Keine tageweise Ermittlung des geldwerten Vorteils aus privater Nutzung eines Firmenfahrzeugs

Codiertes Recht

Bei der Ermittlung des geldwerten Vorteils einer privaten Nutzung eines vom Arbeitgeber überlassenen Fahrzeugs an den Arbeitnehmer ist für jeden Kalendermonat der volle Betrag von einem Prozent des Bruttolistenpreises anzusetzen. Dies hat das Finanzgericht Baden-Württemberg mit Urteil vom 24.02.2015 entschieden. Eine taggenaue Berechnung komme nicht in Betracht (Az.: 6 K 2540/14, BeckRS 2015, 94634).

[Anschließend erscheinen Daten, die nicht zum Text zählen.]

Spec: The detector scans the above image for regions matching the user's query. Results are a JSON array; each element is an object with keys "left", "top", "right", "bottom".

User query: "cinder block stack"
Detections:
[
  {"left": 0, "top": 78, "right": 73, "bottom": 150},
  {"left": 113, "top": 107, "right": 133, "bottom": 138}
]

Arbeitgeberin berechnet geldwerten Vorteil für private Fahrzeugnutzung zeitanteilig

Die Klägerin stellte diversen Arbeitnehmern Fahrzeuge auch zur privaten Nutzung zur Verfügung. Die Arbeitnehmer führten kein Fahrtenbuch. Die Überlassung der Fahrzeuge begann und endete zum Teil während eines Monats. Die Klägerin ermittelte den Bruttoarbeitslohn und für Zwecke des Lohnsteuerabzugs den geldwerten Vorteil aus der Möglichkeit zur Privatnutzung nach der sogenannten 1%-Regelung. Für Monate, in denen das Fahrzeug an den Arbeitnehmer jeweils nur teilweise zur Verfügung gestanden hatte, berücksichtigte sie den Sachbezug nur zeitanteilig.

FG: Berechnung nach Ein-Prozent-Regelung für jeden angefangenen Monat  

Nach Auffassung des FG ist der volle Betrag von einem Prozent des Bruttolistenpreises für die private Fahrzeugnutzung für jeden angefangenen Monat anzusetzen. Habe die Klägerin für ihre Arbeitnehmer infolge einer tageweisen Berechnung zu geringe Bruttoarbeitslöhne dem Lohnsteuerabzug zugrunde gelegt, zu wenig Lohnsteuer einbehalten und an das Finanzamt abgeführt, so könne diese als Arbeitgeberin vom Finanzamt in Haftung genommen werden.